How to reduce hallucinations using Chain Of Verification in Large Language Models

What is Chain Of Verification (CoVe) ?

Chain of verification is a new technique described in the paper Chain-of-Verification Reduces Hallucination in Large Language Models from Shehzaad Dhuliawala et al. (2023). It combines prompting and consistency checks made by the LLM.

This study looks at how to stop large language models from creating believable but incorrect information, a problem known as hallucination. The researchers created a method called Chain-of-Verification (CoVe) where the model first makes a draft response, then creates questions to check the facts in its draft, answers these questions without bias, and finally produces a final, verified response. The study found that CoVe reduced hallucinations in various tasks.

However, there is a key assumption from the study team I wanted to mention:

"The language model, when suitably prompted, can both generate and execute a plan of how to verify itself in order to check its own work, and finally incorporate this analysis into an improved response."

We'll see how to implement this technique using PyLLMCore.

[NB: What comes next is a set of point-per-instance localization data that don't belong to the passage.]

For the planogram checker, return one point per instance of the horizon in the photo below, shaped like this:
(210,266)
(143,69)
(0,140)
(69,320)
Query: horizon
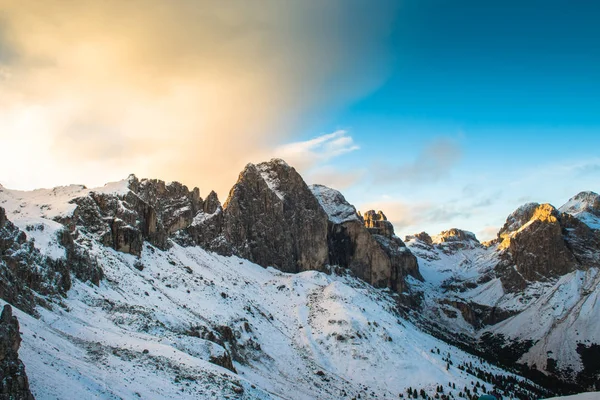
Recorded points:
(440,115)
(492,234)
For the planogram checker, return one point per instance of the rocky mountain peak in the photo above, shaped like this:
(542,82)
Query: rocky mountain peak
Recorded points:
(377,223)
(272,218)
(455,235)
(422,236)
(211,203)
(585,206)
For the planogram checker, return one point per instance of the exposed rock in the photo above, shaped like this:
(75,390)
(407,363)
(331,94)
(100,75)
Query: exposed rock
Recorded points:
(211,204)
(272,218)
(377,223)
(14,384)
(423,237)
(478,315)
(365,245)
(453,240)
(535,246)
(23,270)
(174,204)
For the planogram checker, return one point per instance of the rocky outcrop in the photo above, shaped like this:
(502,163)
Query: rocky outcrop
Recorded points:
(23,270)
(365,245)
(585,206)
(377,223)
(150,211)
(272,218)
(423,237)
(536,243)
(13,380)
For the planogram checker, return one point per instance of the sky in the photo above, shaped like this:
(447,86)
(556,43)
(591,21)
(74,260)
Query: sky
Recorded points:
(442,114)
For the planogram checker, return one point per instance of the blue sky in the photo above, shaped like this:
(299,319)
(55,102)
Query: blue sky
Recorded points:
(512,89)
(441,113)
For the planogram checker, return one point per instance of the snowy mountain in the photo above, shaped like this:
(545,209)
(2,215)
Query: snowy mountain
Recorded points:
(143,289)
(531,297)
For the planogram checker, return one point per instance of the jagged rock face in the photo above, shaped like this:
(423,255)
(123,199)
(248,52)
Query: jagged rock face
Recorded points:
(586,207)
(24,270)
(377,223)
(13,380)
(366,245)
(535,246)
(151,211)
(272,218)
(423,237)
(456,235)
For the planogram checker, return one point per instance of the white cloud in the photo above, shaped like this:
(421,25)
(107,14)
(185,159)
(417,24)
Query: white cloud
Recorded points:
(309,154)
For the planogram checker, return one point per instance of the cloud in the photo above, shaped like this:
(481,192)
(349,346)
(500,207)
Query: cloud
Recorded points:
(307,154)
(335,177)
(488,233)
(433,163)
(178,90)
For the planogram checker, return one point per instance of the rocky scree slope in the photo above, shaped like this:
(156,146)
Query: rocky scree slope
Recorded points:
(529,297)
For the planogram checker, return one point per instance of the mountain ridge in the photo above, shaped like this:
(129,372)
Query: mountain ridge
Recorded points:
(446,285)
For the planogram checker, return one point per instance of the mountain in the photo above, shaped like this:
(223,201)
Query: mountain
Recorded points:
(529,297)
(144,289)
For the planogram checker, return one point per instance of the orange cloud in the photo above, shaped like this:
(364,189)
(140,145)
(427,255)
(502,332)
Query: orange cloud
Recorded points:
(192,91)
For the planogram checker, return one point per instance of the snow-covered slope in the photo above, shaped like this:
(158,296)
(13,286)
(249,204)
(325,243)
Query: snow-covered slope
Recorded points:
(586,207)
(186,323)
(550,322)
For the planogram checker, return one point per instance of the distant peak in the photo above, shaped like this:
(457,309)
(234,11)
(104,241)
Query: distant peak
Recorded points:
(455,235)
(278,161)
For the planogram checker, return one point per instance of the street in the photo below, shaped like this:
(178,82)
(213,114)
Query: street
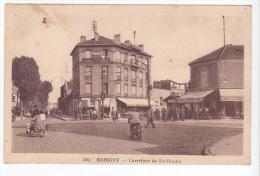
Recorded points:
(105,137)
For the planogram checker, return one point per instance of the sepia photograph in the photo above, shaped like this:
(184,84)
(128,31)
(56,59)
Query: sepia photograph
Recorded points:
(127,84)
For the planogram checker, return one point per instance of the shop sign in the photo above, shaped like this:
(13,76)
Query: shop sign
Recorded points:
(227,98)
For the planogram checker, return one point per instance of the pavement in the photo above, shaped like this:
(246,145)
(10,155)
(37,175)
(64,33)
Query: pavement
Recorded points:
(229,146)
(75,143)
(68,142)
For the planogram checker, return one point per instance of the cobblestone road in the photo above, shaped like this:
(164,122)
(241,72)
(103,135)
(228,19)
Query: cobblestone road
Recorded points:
(190,137)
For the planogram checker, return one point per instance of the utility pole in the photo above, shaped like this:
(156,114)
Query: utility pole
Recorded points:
(134,36)
(224,30)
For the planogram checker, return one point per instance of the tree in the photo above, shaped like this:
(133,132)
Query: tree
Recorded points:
(26,77)
(43,95)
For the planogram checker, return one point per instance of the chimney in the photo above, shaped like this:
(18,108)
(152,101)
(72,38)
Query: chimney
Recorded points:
(127,43)
(82,38)
(96,36)
(141,47)
(117,38)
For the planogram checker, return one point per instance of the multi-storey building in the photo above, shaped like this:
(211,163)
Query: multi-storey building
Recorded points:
(109,70)
(217,81)
(175,90)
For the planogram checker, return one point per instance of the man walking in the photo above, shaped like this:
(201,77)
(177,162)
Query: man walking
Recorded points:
(164,114)
(183,113)
(113,114)
(150,117)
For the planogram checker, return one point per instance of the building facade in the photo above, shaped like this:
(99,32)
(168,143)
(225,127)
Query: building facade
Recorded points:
(65,101)
(108,73)
(216,83)
(175,90)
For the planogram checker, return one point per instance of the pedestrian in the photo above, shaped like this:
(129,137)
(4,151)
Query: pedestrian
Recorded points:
(113,114)
(164,114)
(94,114)
(150,118)
(183,113)
(178,113)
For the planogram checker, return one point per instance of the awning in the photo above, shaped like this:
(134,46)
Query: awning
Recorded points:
(134,102)
(231,94)
(106,101)
(85,102)
(192,97)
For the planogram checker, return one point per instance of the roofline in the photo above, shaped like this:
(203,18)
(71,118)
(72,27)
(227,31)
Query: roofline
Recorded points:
(219,56)
(82,45)
(114,44)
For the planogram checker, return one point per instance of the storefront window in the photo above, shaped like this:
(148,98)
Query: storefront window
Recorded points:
(141,91)
(118,73)
(104,72)
(133,75)
(126,90)
(118,88)
(140,77)
(133,90)
(105,88)
(126,74)
(88,89)
(88,72)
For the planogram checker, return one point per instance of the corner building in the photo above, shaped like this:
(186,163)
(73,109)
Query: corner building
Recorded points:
(108,68)
(217,82)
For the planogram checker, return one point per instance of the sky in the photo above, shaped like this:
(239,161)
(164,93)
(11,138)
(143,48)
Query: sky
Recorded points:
(173,35)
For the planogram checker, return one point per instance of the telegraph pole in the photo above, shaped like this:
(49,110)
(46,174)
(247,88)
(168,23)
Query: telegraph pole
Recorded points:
(224,30)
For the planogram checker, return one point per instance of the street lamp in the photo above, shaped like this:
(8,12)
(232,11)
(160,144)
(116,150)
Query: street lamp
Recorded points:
(102,96)
(149,87)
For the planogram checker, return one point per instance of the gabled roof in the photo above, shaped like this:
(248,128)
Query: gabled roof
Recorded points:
(103,41)
(225,52)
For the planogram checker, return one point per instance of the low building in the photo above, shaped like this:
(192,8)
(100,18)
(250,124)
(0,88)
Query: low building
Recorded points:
(217,81)
(108,73)
(175,90)
(65,100)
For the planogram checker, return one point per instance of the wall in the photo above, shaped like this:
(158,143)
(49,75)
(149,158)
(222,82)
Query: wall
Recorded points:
(211,67)
(232,73)
(112,64)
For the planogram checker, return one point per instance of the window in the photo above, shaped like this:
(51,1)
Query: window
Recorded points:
(118,88)
(204,78)
(104,72)
(133,90)
(88,88)
(117,56)
(141,91)
(126,58)
(104,54)
(126,89)
(13,98)
(105,88)
(141,77)
(118,73)
(96,54)
(133,58)
(122,56)
(85,55)
(88,72)
(126,74)
(133,75)
(141,63)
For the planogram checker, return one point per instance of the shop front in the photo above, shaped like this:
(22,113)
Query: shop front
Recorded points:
(198,104)
(125,105)
(231,103)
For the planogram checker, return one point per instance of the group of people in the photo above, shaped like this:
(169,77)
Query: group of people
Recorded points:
(38,122)
(179,113)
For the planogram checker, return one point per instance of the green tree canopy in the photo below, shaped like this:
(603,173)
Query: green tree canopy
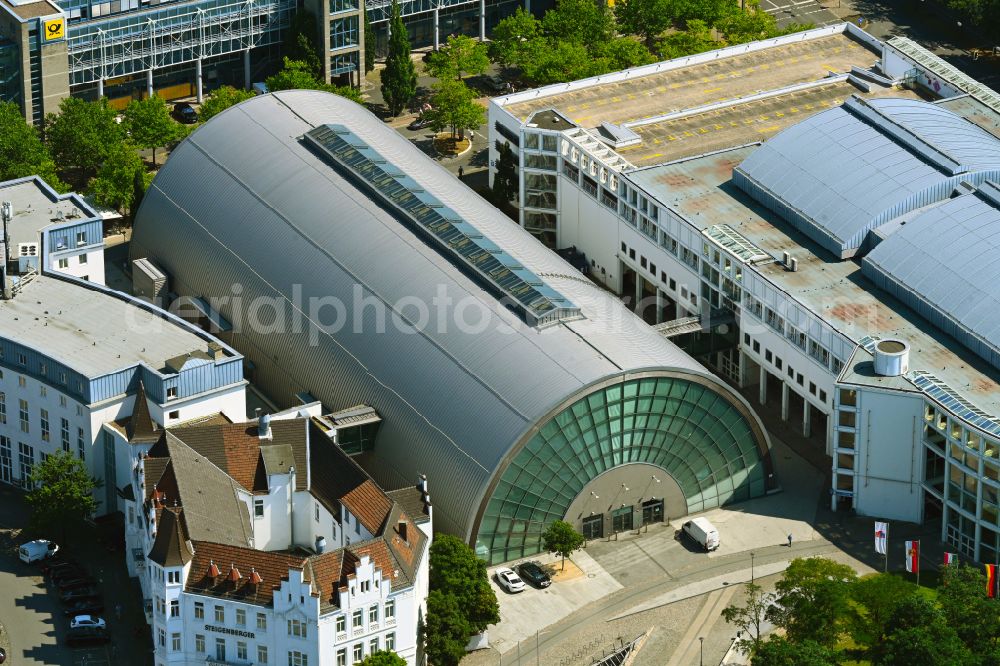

EDIT(2023-10-02): Updated guide

When no content is available to provide an answer, asking the llm is very likely to produce hallucinations. See here

Overview of the chain process

We'll cover the following steps:

Generate a baseline: This will be the first draft
Plan verifications: Write questions related to the baseline
Fact-checking: Question answering with original content
Final response: Write a verified response (a self-verified response, we won't use any external tools or internet access)

Use case: Focus on cases where hallucinations are frequent

To illustrate the technique, we will focus on cases where hallucinations are the most frequent:

Lack of context: when the model is given incomplete or ambiguous information, it may fill in the gaps with incorrect or unrelated information
Complex queries: when asked to generate complex or highly specific responses, the model may generate information that seems plausible but is not accurate
Long conversations: The longer the conversation or text generation, the higher the chance of the model generating incorrect or unrelated information

We will focus on a task known to be difficult for the GPT-3.5 model: Answering question when information is missing (see Summarizing a text using the Chain of Density Prompting).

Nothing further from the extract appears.